Disparagement of WSOP-Europe bracelets seems to be an extension of the criticism that the overall proliferation of bracelet events cheapens the value of a bracelet (there were fewer than 25 bracelet events per year prior to 2001, but then exploded into more than 50 bracelet events per year by 2007). This complaint misses the mark, however. The number of serious competitive poker players also exploded in the past decade in a perfect storm of internet poker, the Moneymaker boom, and poker media coverage, making a bracelet win a significantly more difficult accomplishment than even a decade ago.

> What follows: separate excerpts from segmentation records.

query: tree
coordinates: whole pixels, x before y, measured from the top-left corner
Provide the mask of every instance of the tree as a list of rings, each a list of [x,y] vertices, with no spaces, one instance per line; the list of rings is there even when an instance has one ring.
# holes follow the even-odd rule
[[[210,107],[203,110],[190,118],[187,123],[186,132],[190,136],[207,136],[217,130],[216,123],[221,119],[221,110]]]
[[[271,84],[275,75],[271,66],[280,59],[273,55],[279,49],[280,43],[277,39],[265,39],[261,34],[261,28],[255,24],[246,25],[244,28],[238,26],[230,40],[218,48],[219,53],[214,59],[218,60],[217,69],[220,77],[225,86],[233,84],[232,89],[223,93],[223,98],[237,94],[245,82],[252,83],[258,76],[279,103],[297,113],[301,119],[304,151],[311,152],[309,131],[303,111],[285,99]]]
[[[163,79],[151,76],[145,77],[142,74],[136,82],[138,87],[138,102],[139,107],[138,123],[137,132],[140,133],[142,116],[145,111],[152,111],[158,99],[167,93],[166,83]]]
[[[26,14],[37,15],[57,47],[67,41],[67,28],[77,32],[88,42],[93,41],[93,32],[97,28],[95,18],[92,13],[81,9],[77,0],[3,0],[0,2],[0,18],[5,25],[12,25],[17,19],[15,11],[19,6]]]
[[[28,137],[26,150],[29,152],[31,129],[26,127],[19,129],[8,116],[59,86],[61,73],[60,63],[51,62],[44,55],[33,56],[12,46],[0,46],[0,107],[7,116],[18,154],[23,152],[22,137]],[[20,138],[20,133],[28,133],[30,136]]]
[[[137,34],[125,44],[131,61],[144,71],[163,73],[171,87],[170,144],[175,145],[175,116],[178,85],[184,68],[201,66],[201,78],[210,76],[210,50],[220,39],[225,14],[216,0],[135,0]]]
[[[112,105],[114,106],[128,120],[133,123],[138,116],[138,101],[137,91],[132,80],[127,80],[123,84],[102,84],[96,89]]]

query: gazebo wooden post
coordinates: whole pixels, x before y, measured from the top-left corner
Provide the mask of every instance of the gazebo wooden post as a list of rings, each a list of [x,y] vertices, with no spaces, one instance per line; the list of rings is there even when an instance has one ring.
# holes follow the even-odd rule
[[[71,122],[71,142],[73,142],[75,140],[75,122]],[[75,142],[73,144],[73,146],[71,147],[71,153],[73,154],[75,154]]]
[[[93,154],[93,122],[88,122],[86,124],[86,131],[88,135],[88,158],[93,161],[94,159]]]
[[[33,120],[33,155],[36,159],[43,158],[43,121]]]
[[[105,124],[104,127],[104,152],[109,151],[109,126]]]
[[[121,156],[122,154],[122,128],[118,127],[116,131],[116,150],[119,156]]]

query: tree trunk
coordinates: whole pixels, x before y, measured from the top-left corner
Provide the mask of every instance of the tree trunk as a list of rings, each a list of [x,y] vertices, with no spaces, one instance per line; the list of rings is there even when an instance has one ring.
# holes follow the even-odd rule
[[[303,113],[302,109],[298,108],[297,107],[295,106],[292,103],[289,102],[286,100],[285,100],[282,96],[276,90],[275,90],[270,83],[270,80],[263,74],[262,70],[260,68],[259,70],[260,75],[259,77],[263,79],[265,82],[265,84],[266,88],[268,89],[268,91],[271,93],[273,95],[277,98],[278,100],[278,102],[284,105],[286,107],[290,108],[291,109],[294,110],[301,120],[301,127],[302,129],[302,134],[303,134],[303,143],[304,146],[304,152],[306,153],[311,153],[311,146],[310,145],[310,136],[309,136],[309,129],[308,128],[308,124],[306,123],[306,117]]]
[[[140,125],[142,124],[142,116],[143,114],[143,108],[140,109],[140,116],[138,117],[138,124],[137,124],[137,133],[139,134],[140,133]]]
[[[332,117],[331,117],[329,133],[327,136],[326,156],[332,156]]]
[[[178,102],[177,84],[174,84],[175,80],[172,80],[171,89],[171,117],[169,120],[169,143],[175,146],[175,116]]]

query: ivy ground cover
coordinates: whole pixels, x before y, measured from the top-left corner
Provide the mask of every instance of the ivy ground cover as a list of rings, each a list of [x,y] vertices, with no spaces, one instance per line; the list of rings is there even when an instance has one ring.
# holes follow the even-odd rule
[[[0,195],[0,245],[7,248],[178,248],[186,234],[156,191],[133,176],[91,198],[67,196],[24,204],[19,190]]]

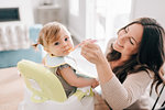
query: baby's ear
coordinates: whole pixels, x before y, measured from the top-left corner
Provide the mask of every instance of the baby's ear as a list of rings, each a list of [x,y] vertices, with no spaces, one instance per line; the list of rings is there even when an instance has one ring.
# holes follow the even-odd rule
[[[46,51],[47,53],[50,52],[47,47],[44,47],[44,51]]]

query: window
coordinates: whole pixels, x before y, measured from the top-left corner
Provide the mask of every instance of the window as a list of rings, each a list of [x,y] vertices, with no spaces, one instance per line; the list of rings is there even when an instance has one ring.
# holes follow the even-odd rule
[[[0,22],[4,21],[20,21],[19,8],[1,8]]]
[[[69,12],[73,15],[79,15],[79,0],[69,0]]]

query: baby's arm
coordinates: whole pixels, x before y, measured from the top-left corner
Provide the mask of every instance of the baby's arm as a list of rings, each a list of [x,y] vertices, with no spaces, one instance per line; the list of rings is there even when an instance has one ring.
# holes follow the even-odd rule
[[[58,69],[58,74],[70,85],[75,87],[86,87],[91,86],[92,88],[97,87],[99,82],[95,78],[84,78],[78,77],[74,70],[68,66],[62,69]]]

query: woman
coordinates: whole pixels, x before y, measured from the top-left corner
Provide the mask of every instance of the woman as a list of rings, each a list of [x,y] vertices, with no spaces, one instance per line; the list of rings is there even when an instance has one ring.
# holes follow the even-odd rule
[[[163,82],[164,29],[151,18],[140,18],[110,41],[106,57],[97,44],[88,41],[81,55],[96,65],[102,96],[113,110],[151,109],[148,90]]]

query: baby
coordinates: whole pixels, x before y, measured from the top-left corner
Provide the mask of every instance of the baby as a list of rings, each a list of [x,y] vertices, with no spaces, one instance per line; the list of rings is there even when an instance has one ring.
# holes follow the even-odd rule
[[[77,87],[91,86],[95,88],[99,85],[96,78],[79,76],[73,66],[64,63],[74,45],[70,33],[63,24],[58,22],[45,24],[40,32],[37,44],[43,45],[44,51],[47,52],[44,64],[61,80],[67,97],[73,95]],[[37,44],[33,46],[36,47]]]

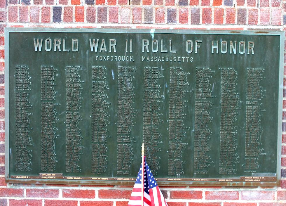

Frankly, the discussion of the relative prestige of WSOP-Vegas and WSOP-Europe bracelets is just another contrived sports fan debate. It's really no different than the debate over whether Tiger Woods' four Grand Slam wins in a row constituted a true Grand Slam because they did not occur in the same calendar year, or an argument about whether current NFL passing and receiving records can be compared to records from the 1970s and 1980s when different rules were in force. These kinds of issues make for great faux debates, full of strong opinions but ultimately pointless. At the end of the day, players can only compete in the conditions as they are, not as they were, will be, or should be. Hellmuth's poker career spans over 23 years, with WSOP results of nearly 50 final tables in at least nine different poker disciplines, not to mention five runner-up finishes to complement his 13 bracelets, earned against increasingly larger and more sophisticated tournament fields. Hellmuth's WSOP-Europe Main Event bracelet is unquestionably deserving of the same prestige as his other WSOP bracelet wins.

But, if you have Hellmuth at your table in a tournament, I double dog dare you to tell him his record of 13 bracelets has an asterisk. Hilarity will ensue!